Sunday, October 10, 2010

Saturday 9 October

The chicks are learning quickly that the way to get food quickly is to be beg for it - by hissing and looking around eagerly. Pot Plant Owl leaves them around 4pm (Central African Time) and doesn't return unless to feed them.

During the summer months in Johannesburg, we have afternoon thunder showers that often give way to violent lightning storms. Tonight saw the start of the lightning storms for this season. As the lightning lit up the sky and thunder roared in the distance, Pot Plant Owl casually sat on her hunting perch - a telephone pole that looks out onto the once-densely vegetated wetland that is adjacent to our complex.
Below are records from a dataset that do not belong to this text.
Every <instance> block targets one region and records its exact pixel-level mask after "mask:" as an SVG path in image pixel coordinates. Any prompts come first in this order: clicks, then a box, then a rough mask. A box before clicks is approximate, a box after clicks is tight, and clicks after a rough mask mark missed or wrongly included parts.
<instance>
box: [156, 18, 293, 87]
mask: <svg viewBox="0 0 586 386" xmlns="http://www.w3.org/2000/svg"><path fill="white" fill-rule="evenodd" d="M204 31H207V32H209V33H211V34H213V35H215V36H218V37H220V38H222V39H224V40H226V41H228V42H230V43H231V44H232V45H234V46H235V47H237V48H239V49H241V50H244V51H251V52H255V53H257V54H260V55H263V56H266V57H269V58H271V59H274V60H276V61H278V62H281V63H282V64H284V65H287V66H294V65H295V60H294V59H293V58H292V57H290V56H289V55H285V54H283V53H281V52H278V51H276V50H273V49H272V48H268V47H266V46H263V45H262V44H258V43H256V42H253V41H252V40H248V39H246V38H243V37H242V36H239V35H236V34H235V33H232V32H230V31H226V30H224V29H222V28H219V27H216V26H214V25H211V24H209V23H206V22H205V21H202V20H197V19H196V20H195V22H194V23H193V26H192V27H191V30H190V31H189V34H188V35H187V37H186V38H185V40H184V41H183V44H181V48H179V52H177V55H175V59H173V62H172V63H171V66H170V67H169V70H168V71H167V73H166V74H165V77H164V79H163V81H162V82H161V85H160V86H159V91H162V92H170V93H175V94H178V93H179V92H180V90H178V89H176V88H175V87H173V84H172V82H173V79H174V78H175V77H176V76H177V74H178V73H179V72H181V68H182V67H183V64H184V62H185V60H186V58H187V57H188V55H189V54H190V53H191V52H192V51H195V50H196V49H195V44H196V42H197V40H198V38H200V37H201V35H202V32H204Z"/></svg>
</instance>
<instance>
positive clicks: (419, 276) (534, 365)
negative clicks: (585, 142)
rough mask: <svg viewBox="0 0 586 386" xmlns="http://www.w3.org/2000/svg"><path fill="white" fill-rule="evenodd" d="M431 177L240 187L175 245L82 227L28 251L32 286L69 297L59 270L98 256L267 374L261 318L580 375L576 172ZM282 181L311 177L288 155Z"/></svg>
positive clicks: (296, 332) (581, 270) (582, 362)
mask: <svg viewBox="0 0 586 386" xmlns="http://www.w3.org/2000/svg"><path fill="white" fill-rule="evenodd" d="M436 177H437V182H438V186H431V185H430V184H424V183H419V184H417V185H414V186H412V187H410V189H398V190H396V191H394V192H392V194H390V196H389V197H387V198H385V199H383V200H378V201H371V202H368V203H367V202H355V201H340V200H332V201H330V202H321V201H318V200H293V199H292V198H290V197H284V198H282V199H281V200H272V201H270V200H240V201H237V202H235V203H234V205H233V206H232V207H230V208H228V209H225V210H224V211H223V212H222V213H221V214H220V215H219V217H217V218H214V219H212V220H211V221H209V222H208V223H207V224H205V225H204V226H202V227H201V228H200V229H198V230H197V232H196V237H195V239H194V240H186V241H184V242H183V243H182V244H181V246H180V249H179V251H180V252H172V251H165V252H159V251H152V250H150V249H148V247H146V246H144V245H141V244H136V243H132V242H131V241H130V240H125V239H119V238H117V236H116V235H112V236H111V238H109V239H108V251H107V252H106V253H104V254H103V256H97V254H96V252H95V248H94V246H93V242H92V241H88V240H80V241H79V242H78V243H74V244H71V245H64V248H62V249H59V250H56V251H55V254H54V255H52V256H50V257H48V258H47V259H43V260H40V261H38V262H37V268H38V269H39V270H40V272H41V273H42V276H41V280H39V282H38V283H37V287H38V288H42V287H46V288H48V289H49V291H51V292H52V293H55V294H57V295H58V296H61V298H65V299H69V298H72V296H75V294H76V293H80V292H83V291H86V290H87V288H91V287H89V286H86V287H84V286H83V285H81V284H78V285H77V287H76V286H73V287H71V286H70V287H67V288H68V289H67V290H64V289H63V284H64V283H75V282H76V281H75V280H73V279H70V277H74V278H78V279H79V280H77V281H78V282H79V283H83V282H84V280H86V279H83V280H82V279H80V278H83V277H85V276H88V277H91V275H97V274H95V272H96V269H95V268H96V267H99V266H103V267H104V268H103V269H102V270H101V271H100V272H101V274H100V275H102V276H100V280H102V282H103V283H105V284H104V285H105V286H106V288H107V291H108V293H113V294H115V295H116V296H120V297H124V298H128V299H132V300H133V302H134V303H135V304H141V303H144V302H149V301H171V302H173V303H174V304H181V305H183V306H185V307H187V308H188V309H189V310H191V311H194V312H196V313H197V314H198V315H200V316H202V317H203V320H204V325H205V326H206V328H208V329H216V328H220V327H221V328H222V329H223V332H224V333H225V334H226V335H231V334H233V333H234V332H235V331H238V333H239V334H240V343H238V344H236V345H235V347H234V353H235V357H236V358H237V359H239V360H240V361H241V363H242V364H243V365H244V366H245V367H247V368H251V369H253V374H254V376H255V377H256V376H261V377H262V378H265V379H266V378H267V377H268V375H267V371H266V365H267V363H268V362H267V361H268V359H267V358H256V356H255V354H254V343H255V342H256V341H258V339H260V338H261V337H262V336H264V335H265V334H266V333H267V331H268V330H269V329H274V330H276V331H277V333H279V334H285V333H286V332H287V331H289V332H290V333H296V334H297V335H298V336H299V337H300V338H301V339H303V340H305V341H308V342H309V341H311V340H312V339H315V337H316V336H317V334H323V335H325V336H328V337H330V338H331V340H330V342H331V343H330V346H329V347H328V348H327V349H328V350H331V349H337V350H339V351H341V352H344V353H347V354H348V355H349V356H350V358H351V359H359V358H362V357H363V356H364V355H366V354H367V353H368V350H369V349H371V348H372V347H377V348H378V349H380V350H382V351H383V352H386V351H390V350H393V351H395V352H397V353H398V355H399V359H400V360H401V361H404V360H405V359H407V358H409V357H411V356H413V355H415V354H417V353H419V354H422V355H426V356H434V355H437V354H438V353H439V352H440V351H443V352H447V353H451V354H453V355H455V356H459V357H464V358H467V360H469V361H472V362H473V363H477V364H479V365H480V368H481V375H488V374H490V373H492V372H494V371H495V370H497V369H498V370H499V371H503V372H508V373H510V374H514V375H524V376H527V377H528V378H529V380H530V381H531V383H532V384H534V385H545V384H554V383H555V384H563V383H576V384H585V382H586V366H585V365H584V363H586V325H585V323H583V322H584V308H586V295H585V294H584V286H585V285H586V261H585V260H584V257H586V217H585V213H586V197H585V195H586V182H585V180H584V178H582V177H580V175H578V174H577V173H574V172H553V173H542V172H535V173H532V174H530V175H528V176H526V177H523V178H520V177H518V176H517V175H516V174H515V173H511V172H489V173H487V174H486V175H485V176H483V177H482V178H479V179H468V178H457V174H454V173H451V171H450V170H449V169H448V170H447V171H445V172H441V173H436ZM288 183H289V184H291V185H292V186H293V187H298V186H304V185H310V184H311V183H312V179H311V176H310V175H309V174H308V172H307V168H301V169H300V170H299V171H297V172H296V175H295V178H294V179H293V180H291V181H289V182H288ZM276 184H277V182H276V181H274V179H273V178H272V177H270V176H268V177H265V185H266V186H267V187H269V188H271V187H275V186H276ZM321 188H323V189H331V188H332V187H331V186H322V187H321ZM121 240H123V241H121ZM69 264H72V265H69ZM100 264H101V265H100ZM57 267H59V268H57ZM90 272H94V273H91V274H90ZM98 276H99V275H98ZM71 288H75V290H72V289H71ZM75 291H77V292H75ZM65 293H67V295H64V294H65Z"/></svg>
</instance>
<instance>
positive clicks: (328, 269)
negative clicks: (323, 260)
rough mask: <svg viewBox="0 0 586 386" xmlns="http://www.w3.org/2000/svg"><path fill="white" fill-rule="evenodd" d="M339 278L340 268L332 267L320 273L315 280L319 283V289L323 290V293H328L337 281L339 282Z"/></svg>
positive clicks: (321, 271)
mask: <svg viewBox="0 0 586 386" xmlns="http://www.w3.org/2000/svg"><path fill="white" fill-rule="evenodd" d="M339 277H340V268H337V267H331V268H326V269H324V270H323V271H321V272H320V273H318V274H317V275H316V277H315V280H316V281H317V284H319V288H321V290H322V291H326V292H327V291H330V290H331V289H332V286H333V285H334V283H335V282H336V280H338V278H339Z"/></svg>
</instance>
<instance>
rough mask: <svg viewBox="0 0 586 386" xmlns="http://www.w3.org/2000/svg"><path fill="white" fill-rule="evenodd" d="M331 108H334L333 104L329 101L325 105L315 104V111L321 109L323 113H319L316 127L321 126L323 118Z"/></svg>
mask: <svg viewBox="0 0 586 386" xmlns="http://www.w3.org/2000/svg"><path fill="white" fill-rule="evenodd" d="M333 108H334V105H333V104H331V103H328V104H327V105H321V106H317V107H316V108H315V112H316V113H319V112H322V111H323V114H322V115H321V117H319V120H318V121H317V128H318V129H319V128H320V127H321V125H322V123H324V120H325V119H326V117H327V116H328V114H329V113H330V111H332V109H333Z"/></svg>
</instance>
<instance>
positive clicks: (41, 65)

In Janruary this year, a developer started a bulldozer up to cut the trees down- in the guise of getting rid of all the alien vegetation. What people don't know is that a study was done on small raptor species, like our Spotted Eagle Owls. In South Africa, over 95% of all small raptor species nest in alien vegetation. By cutting down the alien vegetation without replanting anything, you destroy raptor species' habitats and they may soon become endangered. We are in October and there has not been one thing done to rehabilitate the wetland - no tree or shrub planted, no stumps of the fallen alien trees treated. There is massive soil degredation that is causing havoc with nature that lived in the wetland. This is literally the only wetland for miles, and if this goes, we may lose the owls forever.

We watch tonight as Pot Plant Owl teaches her chicks how to fend for themselves in the storm. As quickly as it whipped up, it was over and normal hunting resumed.